Practical abduction: characterization,decomposition and concurrency

Abstract

Abductive inferences seem to be ubiquitous in cognition, and cognitive agents often solve complex abduction tasks very rapidly. However, abduction characterized as ‘inference to the best explanation’ is in general computationally intractable. This paper describes three related ideas for understanding how intelligent agents might efficiently perform abduction tasks. First, we recharacterize the abduction task as inference to a confident explanation, where a confident explanation is internally consistent, parsimonious, distinctly more plausible than alternative explanations, and explains as much of the data as possible with high confidence. Second, we describe a decomposition of the task of synthesizing a confident explanation into several subtasks so that the synthesis starts from islands of relative certainty and then grows opportunistically. This decomposition helps in controlling the computational cost of accommodating interactions among explanatory hypotheses, especially incompatibility interactions. Third, we present a concurrent mechanism for synthesizing confident explanations.
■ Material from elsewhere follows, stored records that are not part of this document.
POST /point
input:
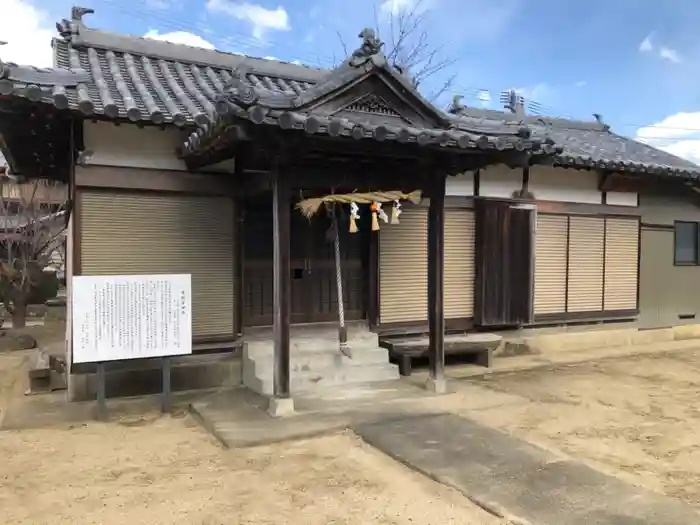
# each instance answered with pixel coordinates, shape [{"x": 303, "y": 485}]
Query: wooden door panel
[
  {"x": 313, "y": 279},
  {"x": 504, "y": 263}
]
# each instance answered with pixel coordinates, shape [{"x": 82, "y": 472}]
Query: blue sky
[{"x": 636, "y": 62}]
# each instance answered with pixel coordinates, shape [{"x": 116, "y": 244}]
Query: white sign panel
[{"x": 131, "y": 317}]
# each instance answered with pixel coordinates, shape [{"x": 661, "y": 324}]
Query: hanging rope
[
  {"x": 309, "y": 207},
  {"x": 342, "y": 329}
]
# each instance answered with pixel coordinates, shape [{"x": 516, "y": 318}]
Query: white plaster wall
[
  {"x": 565, "y": 185},
  {"x": 130, "y": 146},
  {"x": 461, "y": 185},
  {"x": 619, "y": 198},
  {"x": 499, "y": 181}
]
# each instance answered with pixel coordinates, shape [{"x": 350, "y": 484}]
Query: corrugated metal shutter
[
  {"x": 149, "y": 233},
  {"x": 550, "y": 264},
  {"x": 459, "y": 263},
  {"x": 403, "y": 268},
  {"x": 621, "y": 247},
  {"x": 586, "y": 238}
]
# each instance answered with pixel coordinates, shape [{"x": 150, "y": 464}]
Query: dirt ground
[
  {"x": 637, "y": 418},
  {"x": 168, "y": 471}
]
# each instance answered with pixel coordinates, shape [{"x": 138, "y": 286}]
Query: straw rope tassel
[
  {"x": 395, "y": 212},
  {"x": 375, "y": 220},
  {"x": 353, "y": 217}
]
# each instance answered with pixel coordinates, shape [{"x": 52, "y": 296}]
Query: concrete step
[
  {"x": 321, "y": 359},
  {"x": 304, "y": 345},
  {"x": 304, "y": 381}
]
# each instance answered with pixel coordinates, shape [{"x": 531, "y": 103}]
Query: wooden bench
[{"x": 406, "y": 348}]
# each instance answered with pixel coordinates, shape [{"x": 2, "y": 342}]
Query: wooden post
[
  {"x": 436, "y": 285},
  {"x": 101, "y": 393},
  {"x": 166, "y": 399},
  {"x": 281, "y": 403}
]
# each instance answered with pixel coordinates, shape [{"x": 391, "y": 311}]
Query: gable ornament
[{"x": 371, "y": 46}]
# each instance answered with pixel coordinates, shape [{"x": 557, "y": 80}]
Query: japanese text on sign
[{"x": 131, "y": 317}]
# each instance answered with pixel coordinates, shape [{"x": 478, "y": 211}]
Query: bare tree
[
  {"x": 410, "y": 50},
  {"x": 32, "y": 228}
]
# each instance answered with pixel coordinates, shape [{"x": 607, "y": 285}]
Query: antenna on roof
[
  {"x": 513, "y": 101},
  {"x": 534, "y": 107}
]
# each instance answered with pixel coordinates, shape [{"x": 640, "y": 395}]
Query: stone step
[
  {"x": 304, "y": 381},
  {"x": 320, "y": 360}
]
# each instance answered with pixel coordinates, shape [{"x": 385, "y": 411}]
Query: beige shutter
[
  {"x": 403, "y": 268},
  {"x": 459, "y": 263},
  {"x": 150, "y": 233},
  {"x": 550, "y": 264},
  {"x": 586, "y": 237},
  {"x": 621, "y": 247}
]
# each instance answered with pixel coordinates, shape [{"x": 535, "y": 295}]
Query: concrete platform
[
  {"x": 517, "y": 480},
  {"x": 238, "y": 417}
]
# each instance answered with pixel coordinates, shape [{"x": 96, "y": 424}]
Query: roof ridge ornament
[
  {"x": 371, "y": 46},
  {"x": 71, "y": 28},
  {"x": 4, "y": 68},
  {"x": 599, "y": 119},
  {"x": 456, "y": 108}
]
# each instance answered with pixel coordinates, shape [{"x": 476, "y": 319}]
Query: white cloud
[
  {"x": 158, "y": 4},
  {"x": 27, "y": 31},
  {"x": 179, "y": 37},
  {"x": 670, "y": 54},
  {"x": 261, "y": 18},
  {"x": 665, "y": 52},
  {"x": 678, "y": 134},
  {"x": 393, "y": 7},
  {"x": 646, "y": 46}
]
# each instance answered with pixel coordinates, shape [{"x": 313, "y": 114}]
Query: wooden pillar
[
  {"x": 281, "y": 283},
  {"x": 436, "y": 283}
]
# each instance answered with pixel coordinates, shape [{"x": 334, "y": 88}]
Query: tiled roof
[
  {"x": 592, "y": 145},
  {"x": 147, "y": 87},
  {"x": 379, "y": 120},
  {"x": 145, "y": 80}
]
The mechanism exploits data and processing dependencies afforded by the decomposition of the synthesis task. The emphasis of this approach to abduction is on characterizing the constraints of the abduction task and exploiting these constraints for making abductive inferences. In describing this approach, we also clarify the precise class of abduction problems addressed by the RED-2 system, and report on some new experiments. The main result is a computational model that not only enables efficient abductive inferences but also accommodates explanatory interactions, uncertainty, and data collection.